Five thousand tons of gold are hidden under Turkish pillows. Five thousand pounds, worth 180 billion dollars. I don’t know about the home-stocks in other countries, but what I do know is that Turks are good at collecting gold during their lives. Recently, at a wedding, I saw how it goes: the newly-weds stand together and the guests wait in line to give their gold present one by one. Next to the couple stands a friend of the couple with a microphone, and he announces who gives what. ‘A golden bracelet from Aunt Emine and Uncle Ibrahim, thank you!’, ‘A golden necklace from colleagues Aylin, Emre, Metin and boss Hüseyin, thank you very much!’, ‘A golden coin from neighbour Ayse, thank you very much!’, ‘A golden bracelet from old school friend Hakky and his lady friend Fréderike, thank you very much!’ You hang the gold on bride or groom, and they sort of double their weight that way. A share of it is sold again quickly, to pay for the wedding.
The gold people collect throughout their lives – you usually get an ounce or so at birth, and sometimes on other happy occasions – is not worn a lot. Some women wear a few kilos of it when they visit friends in the weeks or months after the wedding, to show off the loot. And then it’s usually put under the proverbial pillow. Kept for a rainy day.

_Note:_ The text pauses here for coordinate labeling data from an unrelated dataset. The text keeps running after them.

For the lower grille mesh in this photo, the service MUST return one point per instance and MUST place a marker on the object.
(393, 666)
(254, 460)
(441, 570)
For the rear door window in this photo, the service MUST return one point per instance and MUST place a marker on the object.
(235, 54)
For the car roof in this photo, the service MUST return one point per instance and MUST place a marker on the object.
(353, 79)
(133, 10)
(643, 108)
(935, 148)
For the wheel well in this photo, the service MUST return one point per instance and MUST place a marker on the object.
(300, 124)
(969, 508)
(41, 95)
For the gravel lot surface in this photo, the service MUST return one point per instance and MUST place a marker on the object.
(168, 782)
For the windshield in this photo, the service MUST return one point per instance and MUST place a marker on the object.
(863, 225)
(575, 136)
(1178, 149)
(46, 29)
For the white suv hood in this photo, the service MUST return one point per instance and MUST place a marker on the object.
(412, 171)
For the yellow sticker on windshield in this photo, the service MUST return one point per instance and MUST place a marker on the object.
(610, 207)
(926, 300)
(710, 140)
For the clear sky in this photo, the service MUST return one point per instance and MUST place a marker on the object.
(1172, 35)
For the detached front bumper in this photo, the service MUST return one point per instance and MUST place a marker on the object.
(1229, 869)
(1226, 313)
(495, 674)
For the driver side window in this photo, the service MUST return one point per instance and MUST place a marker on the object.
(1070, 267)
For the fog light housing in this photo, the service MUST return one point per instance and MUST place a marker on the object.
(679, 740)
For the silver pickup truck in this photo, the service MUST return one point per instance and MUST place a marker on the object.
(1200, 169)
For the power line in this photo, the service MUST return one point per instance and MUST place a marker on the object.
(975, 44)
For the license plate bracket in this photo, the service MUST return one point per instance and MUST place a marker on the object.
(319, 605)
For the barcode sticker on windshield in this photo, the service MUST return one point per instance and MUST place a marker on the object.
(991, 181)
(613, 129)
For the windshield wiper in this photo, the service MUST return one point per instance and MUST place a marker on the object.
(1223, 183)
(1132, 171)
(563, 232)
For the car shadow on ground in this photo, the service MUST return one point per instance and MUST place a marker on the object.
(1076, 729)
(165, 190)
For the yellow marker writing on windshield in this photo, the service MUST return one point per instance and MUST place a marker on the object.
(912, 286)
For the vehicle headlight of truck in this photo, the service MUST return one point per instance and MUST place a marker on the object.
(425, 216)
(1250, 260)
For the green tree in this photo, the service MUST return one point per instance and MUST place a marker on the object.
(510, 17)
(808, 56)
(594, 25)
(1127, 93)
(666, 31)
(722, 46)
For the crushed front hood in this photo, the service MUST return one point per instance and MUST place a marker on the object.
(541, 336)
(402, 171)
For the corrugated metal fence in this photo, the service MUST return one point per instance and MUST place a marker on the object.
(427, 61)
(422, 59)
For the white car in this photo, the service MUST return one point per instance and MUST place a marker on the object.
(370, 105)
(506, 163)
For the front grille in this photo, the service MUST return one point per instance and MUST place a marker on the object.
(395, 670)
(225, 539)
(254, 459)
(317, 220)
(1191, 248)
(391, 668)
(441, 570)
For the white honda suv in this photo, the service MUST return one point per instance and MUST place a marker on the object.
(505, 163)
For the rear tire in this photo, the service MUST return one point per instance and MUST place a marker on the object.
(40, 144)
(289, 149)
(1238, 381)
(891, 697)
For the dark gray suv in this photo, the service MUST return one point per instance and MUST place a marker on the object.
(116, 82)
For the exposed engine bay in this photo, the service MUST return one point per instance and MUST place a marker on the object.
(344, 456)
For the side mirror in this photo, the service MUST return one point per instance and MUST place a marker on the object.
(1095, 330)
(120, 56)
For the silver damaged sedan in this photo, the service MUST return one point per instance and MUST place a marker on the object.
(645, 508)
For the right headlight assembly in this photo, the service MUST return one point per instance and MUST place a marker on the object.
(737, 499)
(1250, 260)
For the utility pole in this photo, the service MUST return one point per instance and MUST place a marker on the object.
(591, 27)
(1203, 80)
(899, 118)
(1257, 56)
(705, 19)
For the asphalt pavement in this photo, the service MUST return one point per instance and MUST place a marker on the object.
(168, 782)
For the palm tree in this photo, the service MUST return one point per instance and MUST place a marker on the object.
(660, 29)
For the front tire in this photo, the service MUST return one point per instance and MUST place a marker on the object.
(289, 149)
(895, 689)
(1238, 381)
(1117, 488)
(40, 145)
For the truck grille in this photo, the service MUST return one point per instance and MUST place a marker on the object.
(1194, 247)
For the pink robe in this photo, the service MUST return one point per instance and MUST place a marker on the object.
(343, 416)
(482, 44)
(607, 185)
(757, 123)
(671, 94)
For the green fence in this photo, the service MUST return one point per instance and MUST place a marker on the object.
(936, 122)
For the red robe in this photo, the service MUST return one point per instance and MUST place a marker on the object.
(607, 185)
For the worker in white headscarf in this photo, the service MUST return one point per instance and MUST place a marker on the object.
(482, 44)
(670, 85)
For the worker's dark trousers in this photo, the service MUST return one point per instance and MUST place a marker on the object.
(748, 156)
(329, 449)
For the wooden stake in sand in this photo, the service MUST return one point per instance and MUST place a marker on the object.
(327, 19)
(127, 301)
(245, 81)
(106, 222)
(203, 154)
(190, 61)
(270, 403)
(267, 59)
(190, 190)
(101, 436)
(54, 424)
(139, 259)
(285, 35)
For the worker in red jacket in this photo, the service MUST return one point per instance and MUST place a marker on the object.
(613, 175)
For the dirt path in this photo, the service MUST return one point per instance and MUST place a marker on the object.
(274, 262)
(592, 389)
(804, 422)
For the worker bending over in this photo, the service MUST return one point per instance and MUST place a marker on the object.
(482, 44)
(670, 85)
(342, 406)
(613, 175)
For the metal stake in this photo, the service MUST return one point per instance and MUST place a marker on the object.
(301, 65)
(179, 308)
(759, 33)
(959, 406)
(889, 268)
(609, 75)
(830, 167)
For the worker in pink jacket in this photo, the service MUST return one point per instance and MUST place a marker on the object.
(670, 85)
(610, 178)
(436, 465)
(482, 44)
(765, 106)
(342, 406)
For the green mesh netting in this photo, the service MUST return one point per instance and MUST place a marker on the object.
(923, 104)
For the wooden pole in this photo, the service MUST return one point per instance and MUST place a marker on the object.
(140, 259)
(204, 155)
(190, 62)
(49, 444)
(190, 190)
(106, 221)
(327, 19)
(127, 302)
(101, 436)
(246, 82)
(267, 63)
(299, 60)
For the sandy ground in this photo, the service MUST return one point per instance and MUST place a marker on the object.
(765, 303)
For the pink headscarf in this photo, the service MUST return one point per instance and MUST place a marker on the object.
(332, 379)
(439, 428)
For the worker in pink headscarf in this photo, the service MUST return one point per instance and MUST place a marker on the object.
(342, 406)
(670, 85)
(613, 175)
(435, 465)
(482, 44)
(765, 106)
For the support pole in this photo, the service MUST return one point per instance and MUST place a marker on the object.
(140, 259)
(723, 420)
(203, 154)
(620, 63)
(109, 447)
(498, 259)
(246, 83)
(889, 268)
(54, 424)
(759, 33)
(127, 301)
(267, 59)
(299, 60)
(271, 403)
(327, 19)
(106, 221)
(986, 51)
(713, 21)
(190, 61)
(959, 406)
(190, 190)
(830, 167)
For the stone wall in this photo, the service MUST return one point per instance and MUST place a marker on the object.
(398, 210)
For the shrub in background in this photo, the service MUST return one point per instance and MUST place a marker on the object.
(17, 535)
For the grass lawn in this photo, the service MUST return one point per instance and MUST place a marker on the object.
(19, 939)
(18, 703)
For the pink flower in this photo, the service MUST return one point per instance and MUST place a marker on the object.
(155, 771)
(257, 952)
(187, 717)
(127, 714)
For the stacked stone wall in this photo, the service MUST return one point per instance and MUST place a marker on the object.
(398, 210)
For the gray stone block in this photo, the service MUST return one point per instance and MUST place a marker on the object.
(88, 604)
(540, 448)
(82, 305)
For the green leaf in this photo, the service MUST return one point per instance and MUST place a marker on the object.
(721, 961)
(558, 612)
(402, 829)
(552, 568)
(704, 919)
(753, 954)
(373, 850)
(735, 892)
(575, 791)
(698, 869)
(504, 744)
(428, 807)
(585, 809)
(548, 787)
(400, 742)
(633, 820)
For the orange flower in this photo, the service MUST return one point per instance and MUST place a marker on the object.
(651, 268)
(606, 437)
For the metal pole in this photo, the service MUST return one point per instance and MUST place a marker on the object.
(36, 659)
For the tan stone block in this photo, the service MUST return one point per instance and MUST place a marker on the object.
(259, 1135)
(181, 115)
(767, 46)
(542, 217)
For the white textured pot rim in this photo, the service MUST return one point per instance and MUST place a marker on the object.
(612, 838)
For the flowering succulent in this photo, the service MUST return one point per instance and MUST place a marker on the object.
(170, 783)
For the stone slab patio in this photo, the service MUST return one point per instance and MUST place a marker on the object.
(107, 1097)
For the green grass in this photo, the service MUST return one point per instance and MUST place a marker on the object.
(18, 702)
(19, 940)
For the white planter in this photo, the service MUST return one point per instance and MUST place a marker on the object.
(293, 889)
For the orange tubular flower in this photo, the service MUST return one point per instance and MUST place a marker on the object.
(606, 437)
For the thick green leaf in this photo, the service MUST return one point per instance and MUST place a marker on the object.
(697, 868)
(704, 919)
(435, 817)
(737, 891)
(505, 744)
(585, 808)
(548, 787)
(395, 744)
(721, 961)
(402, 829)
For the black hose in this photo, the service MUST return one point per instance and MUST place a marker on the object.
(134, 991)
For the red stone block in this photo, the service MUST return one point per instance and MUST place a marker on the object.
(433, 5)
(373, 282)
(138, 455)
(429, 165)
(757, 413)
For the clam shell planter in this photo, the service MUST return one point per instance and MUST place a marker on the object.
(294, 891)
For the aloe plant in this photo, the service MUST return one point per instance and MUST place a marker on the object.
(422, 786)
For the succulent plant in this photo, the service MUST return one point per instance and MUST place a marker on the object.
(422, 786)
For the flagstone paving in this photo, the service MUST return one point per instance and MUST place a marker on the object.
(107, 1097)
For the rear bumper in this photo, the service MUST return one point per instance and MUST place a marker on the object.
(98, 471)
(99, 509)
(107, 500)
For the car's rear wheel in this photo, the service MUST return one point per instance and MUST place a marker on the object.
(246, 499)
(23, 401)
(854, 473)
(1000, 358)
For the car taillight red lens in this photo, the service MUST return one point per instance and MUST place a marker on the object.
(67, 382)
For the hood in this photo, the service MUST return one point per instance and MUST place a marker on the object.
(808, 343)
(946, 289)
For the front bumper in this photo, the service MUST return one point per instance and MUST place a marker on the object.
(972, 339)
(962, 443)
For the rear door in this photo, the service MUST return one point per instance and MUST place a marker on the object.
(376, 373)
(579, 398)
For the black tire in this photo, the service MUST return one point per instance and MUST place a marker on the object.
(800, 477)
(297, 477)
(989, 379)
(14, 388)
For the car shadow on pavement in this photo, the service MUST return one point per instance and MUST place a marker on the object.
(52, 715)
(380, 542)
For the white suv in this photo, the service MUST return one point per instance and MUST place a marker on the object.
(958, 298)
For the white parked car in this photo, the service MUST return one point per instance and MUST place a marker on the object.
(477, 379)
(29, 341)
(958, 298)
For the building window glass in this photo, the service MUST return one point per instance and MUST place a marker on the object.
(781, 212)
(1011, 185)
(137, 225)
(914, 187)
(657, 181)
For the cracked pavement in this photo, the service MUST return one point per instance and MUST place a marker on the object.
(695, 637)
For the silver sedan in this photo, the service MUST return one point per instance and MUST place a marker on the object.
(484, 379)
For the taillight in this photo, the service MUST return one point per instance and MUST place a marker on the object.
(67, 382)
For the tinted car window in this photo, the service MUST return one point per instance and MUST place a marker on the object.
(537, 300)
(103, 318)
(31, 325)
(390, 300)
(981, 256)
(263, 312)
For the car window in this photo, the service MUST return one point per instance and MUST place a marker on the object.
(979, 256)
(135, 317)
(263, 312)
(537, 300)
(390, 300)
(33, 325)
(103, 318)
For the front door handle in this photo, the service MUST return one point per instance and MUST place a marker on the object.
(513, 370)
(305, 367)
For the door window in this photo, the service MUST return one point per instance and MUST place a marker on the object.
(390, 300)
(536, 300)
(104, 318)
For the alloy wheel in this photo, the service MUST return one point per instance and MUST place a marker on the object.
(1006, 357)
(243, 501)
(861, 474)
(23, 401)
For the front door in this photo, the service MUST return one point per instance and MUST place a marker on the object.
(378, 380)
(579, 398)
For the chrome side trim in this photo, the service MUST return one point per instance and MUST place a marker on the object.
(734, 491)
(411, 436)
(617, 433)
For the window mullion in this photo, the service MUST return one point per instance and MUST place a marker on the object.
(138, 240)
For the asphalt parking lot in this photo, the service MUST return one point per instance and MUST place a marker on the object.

Now that the price of gold is rising, some financial analysts urge the government to encourage people to sell the gold under their pillows. It would create thousands of jobs to put the hidden treasures on the market. But people won’t sell their gold just yet: the price of gold still on the rise, so people wait. That could be a good personal choice, because in recent months the demand for gold is also rising. Why? Usually the summer is the wedding season, but last summer was also ramadan, so many weddings were postponed till this time of year. The rising demand makes the price of jewellery go up even more.
If a whole lot of people sold their gold, it would be a boost for the economy. Maybe you can consider it a good sign that people wait: apparently, the water is not up to their lips yet and the ‘rainy day’ has not yet come. They sleep safe and sound on their stuffed pillows!